This infographic (that can be downloaded here) summarizes the research lines and shows the interconnections between the different research carried out in the National Museum of Natural Sciences, as well as its potential to assess our impact on Nature in the current scenario of global change, thus contributing to the search for sustainable solutions to curb or prevent its effects. / Fundamentium
The National Museum of Natural Sciences (MNCN-CSIC) is a research center belonging to the Spanish National Research Council that focuses its research on the study of natural diversity, in its broadest sense, including biodiversity and geodiversity. It analyzes the evolutionary mechanisms that originate and maintain biodiversity, as well as the geomorphological processes that shape the land surface and landscape.
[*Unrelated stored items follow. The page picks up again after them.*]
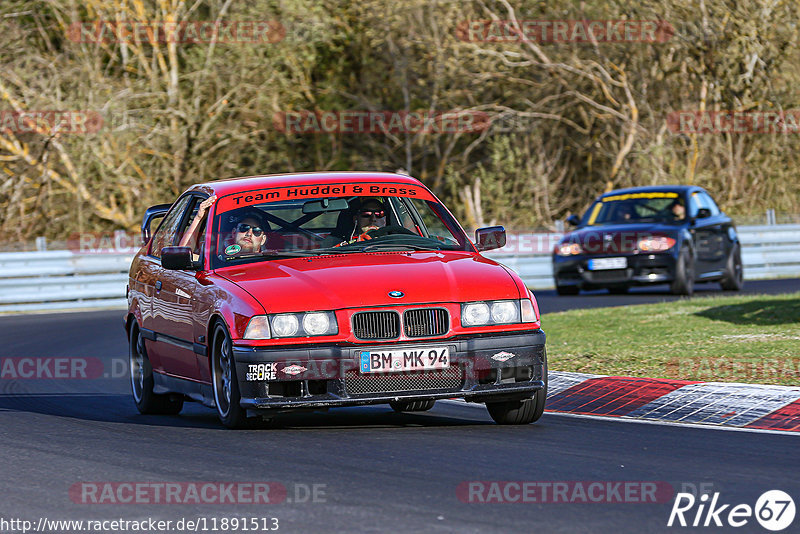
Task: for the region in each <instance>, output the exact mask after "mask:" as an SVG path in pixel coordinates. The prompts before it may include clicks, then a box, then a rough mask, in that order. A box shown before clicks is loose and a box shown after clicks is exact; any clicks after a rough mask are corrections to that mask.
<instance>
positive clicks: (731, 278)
mask: <svg viewBox="0 0 800 534" xmlns="http://www.w3.org/2000/svg"><path fill="white" fill-rule="evenodd" d="M719 285H720V286H722V289H724V290H725V291H739V290H741V289H742V286H743V285H744V268H743V266H742V249H741V247H739V244H738V243H737V244H736V245H734V247H733V250H732V251H731V254H730V256H728V263H727V265H726V266H725V274H724V275H723V276H722V280H720V282H719Z"/></svg>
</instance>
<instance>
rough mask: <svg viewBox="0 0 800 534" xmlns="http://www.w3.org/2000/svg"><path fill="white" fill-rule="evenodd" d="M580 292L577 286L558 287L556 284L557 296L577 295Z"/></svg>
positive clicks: (557, 285)
mask: <svg viewBox="0 0 800 534" xmlns="http://www.w3.org/2000/svg"><path fill="white" fill-rule="evenodd" d="M580 292H581V289H580V288H579V287H578V286H560V285H558V284H556V293H558V294H559V295H577V294H578V293H580Z"/></svg>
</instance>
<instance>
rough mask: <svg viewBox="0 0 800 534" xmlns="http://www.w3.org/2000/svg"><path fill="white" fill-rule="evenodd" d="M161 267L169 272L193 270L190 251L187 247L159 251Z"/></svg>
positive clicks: (193, 267)
mask: <svg viewBox="0 0 800 534" xmlns="http://www.w3.org/2000/svg"><path fill="white" fill-rule="evenodd" d="M161 266H162V267H163V268H165V269H169V270H171V271H185V270H189V269H194V262H193V261H192V249H190V248H189V247H164V248H162V249H161Z"/></svg>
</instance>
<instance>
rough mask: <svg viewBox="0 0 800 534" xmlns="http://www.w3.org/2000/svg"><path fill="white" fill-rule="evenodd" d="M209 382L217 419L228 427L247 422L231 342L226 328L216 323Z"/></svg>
mask: <svg viewBox="0 0 800 534" xmlns="http://www.w3.org/2000/svg"><path fill="white" fill-rule="evenodd" d="M211 347H212V351H211V383H212V385H213V388H214V404H216V406H217V415H218V416H219V420H220V421H221V422H222V424H223V425H225V426H226V427H228V428H242V427H244V426H246V424H247V412H246V411H245V410H244V409H243V408H242V407H241V406H240V404H239V402H240V401H241V400H242V397H241V395H240V393H239V379H238V377H237V374H236V362H235V361H234V359H233V343H232V342H231V336H230V334H228V329H227V328H225V327H224V326H222V325H221V324H217V326H216V327H215V328H214V337H213V343H212V345H211Z"/></svg>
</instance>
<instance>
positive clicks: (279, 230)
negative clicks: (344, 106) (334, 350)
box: [211, 195, 473, 268]
mask: <svg viewBox="0 0 800 534" xmlns="http://www.w3.org/2000/svg"><path fill="white" fill-rule="evenodd" d="M265 198H268V195H267V196H265ZM226 205H228V204H226ZM213 228H214V230H213V233H212V243H213V248H212V254H211V261H212V265H213V266H214V268H220V267H223V266H226V265H232V264H235V265H238V264H241V263H249V262H255V261H269V260H274V259H282V258H292V257H306V256H320V255H330V254H352V253H358V252H367V253H369V252H384V251H420V250H430V251H435V250H465V251H472V250H473V248H472V246H471V244H470V243H469V239H468V238H467V237H466V235H465V234H464V232H463V231H462V230H461V228H460V227H459V226H458V224H457V223H456V221H455V220H454V219H453V218H452V216H451V215H450V214H449V213H448V212H447V211H446V210H445V209H444V207H443V206H441V205H440V204H439V203H437V202H434V201H431V200H422V199H419V198H410V197H404V196H331V197H304V198H296V199H282V200H276V201H265V202H262V203H252V204H250V205H248V206H246V207H242V208H236V207H234V209H229V210H226V211H221V212H219V213H217V214H216V216H215V220H214V225H213Z"/></svg>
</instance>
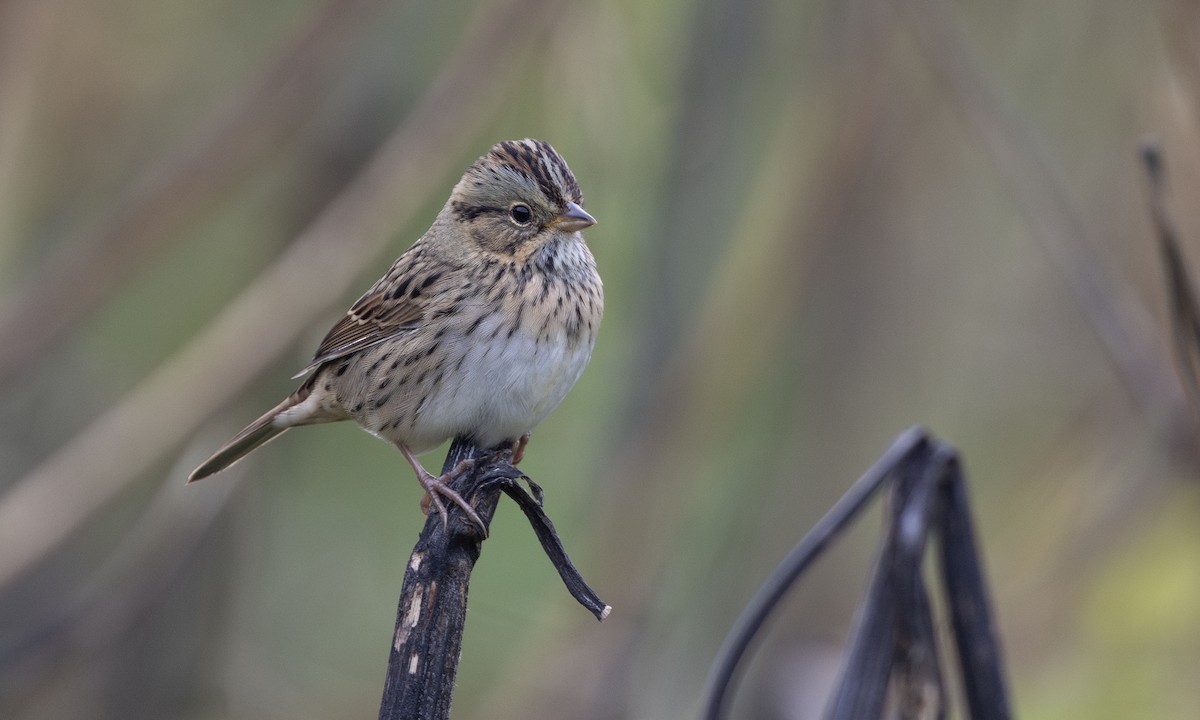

Concomitantly, in the current scenario of environmental crisis, the MNCN-CSIC orients its research towards the characterization and monitoring of the effects of climate change and human activity on ecosystems (loss of diversity, changes in the distribution, connectivity and behavior of species, alterations in biogeochemical cycles...) and in the etiology of geohazards (earthquakes, floods...), in order to contribute to informed decision making to mitigate them.
The MNCN-CSIC offers a multidisciplinary approach to the study of Nature based on the development of highly interrelated research that can be grouped into three main lines of research:
- Animal diversity and evolution: studies living and extinct species and their phylogenetic relationships, as well as the evolutionary processes underpinning animal (including human) diversification.
- Ecology, conservation biology and global change: analyzes interactions between living organisms and their physical environment, from the scale of the individual to that of the community and the ecosystem, and the effects that human pressure exerts on the diversity, behavior and distribution of organisms, and on the functioning and services of the ecosystems.
- Geological processes: determines the causes and consequences of the Earth's natural processes and evaluates geohazards, in which the human species may play a determining role.
The MNCN-CSIC is structured into six research departments, which currently bring together 16 groups with related scientific lines. At present, its scientific staff is made up of 83 senior researchers and approximately 120 predoctoral, postdoctoral, tenure-track researchers, and research technicians. In addition, about 70 people work in management, communication, exhibitions and collections to assist in this research. To support research, there are different scientific-technical services and laboratories, which are offered both to the MNCN-CSIC and outward, and two experimental field stations, El Ventorrillo in the Sierra de Guadarrama (Madrid) and La Higueruela in Santa Olalla (Toledo).